问题
The original data are large, so I cannot post it here. The question is that I use the package e1071 in R to do the support vector machine analysis. The original data have 100 factors and the prediction results is 1 or 0. for example, I generate a random data frame with 10 factors.
for (i in 1:10){
factor<-c(factor,runif(10,5,10))
}
value<-matrix(factor,nrow=10)
y<-sample(0:1,10,replace=T)
data<-as.data.frame(cbind(y,value))
I did the prediction pard, but I wonder how to determine which factors (among the 10 factors) are important (more related) to the results.
For example, The result might be factor 2,4,5, and 10 are contribute to the final results.

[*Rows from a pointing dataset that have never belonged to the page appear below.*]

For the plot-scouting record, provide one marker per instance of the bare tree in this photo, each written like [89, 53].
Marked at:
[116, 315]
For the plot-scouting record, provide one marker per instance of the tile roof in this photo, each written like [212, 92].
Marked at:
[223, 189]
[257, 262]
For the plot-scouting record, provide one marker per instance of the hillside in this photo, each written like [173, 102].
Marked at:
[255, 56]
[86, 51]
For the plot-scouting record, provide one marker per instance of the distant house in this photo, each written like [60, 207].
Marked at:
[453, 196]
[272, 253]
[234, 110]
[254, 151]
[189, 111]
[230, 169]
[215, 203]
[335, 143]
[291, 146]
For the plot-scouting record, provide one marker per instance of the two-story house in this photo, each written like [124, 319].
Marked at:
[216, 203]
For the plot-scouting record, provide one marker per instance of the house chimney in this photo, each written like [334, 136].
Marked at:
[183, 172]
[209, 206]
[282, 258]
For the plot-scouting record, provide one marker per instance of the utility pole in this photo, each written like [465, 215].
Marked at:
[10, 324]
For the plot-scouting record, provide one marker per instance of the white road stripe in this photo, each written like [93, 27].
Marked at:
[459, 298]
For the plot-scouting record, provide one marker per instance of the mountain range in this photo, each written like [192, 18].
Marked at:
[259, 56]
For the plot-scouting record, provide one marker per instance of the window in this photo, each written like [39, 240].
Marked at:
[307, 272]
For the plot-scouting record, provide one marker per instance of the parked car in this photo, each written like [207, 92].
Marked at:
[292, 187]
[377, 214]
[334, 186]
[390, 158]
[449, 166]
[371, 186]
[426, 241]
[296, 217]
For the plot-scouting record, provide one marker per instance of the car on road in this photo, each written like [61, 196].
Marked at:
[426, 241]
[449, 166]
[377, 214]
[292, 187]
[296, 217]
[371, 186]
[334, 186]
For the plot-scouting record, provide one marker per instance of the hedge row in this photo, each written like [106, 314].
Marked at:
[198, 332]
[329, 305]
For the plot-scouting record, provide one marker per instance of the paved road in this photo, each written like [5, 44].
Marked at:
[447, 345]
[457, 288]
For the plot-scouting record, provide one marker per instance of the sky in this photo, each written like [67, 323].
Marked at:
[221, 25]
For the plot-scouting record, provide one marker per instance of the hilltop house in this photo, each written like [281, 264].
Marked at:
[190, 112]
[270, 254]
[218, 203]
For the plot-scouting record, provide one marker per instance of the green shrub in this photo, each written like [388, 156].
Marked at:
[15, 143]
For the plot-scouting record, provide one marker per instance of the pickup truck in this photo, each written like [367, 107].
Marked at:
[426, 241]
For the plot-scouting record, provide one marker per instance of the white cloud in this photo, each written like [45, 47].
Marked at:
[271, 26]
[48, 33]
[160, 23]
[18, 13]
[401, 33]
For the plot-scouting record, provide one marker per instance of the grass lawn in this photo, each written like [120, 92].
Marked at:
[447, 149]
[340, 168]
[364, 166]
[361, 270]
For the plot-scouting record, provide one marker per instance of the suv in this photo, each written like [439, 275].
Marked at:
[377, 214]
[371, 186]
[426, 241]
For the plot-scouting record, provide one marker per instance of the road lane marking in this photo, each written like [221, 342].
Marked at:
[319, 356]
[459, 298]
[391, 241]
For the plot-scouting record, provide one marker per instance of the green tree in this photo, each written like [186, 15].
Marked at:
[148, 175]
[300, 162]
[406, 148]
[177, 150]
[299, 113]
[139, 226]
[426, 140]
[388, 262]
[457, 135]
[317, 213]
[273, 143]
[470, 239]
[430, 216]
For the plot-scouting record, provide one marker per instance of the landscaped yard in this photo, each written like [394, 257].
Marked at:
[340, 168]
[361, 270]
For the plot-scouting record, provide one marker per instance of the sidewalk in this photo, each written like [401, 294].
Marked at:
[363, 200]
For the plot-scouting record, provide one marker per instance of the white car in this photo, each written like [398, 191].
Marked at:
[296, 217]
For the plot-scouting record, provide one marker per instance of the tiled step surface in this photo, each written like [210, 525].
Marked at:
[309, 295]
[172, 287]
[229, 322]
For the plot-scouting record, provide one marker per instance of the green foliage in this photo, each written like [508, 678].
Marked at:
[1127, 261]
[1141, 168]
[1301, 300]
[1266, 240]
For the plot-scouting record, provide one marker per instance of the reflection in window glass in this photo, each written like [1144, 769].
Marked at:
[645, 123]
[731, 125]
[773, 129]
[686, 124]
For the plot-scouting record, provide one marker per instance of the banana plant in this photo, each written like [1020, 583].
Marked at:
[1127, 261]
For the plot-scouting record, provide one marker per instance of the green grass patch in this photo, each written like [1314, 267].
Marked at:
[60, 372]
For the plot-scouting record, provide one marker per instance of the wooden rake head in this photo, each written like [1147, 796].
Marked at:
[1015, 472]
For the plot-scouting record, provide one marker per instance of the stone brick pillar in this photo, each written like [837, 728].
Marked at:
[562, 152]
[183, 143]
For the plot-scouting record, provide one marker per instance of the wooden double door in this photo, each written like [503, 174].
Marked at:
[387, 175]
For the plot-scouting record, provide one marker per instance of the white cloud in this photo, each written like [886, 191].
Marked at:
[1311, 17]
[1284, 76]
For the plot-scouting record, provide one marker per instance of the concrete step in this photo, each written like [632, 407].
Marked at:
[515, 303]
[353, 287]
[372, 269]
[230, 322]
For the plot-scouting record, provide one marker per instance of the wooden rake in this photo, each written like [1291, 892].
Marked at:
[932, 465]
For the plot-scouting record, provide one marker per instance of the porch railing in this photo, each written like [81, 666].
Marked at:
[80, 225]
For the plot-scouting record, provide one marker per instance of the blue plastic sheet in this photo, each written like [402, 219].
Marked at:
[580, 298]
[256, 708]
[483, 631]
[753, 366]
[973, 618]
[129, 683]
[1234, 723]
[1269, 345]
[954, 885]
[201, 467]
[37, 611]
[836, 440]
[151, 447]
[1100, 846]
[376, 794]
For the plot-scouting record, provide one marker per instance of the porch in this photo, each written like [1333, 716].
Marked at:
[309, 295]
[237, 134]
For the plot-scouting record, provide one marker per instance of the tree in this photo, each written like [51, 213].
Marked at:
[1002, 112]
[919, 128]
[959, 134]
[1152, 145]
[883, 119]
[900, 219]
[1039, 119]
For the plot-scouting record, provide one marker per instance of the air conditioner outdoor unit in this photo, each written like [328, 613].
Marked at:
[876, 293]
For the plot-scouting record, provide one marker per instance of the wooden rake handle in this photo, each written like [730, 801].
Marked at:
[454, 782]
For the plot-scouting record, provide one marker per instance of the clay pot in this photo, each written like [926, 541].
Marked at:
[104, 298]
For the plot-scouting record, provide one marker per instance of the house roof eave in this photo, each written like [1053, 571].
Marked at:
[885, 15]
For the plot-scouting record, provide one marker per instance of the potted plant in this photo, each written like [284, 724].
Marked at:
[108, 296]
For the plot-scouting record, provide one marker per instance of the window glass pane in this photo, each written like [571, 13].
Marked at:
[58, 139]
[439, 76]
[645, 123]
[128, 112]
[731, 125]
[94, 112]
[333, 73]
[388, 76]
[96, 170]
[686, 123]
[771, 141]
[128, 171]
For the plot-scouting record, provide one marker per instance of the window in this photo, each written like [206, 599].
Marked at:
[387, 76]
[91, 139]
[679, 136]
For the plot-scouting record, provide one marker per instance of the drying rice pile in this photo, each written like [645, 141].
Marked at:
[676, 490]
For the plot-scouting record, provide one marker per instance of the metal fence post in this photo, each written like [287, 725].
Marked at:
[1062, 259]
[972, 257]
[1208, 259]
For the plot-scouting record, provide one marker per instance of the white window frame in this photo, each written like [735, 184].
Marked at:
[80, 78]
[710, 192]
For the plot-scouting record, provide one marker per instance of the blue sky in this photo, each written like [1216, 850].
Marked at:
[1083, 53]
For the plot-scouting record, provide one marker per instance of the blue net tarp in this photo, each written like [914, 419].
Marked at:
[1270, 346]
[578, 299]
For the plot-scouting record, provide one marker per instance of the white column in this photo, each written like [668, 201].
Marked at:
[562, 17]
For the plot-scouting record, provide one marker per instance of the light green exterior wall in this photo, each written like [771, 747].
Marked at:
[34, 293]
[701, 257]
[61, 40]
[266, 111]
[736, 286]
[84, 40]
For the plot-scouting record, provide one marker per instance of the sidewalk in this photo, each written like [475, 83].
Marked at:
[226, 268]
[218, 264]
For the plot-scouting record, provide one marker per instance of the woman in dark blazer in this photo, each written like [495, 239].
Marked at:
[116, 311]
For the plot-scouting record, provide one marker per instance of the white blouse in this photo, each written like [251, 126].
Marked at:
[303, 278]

Can you help me with this? Thank you so much.
回答1:
A complete answer to this question is not simple. Here is an example for getting started on this subject:
library(rpart)
library(e1071)
cat('Regression tree case:\n')
fit1 <- rpart(Species ~ ., data=iris)
print(fit1$variable.importance)
cat('SVM model case:\n')
fit2 <- svm(Species ~ ., data = iris)
w <- t(fit2$coefs) %*% fit2$SV # weight vectors
w <- apply(w, 2, function(v){sqrt(sum(v^2))}) # weight
w <- sort(w, decreasing = T)
print(w)
Result of script above is:
Regression tree case:
Petal.Width Petal.Length Sepal.Length Sepal.Width
88.96940 81.34496 54.09606 36.01309
SVM model case:
Petal.Length Petal.Width Sepal.Length Sepal.Width
12.160093 11.737364 6.623965 4.722632
You can see the result variable importance of two models are similar.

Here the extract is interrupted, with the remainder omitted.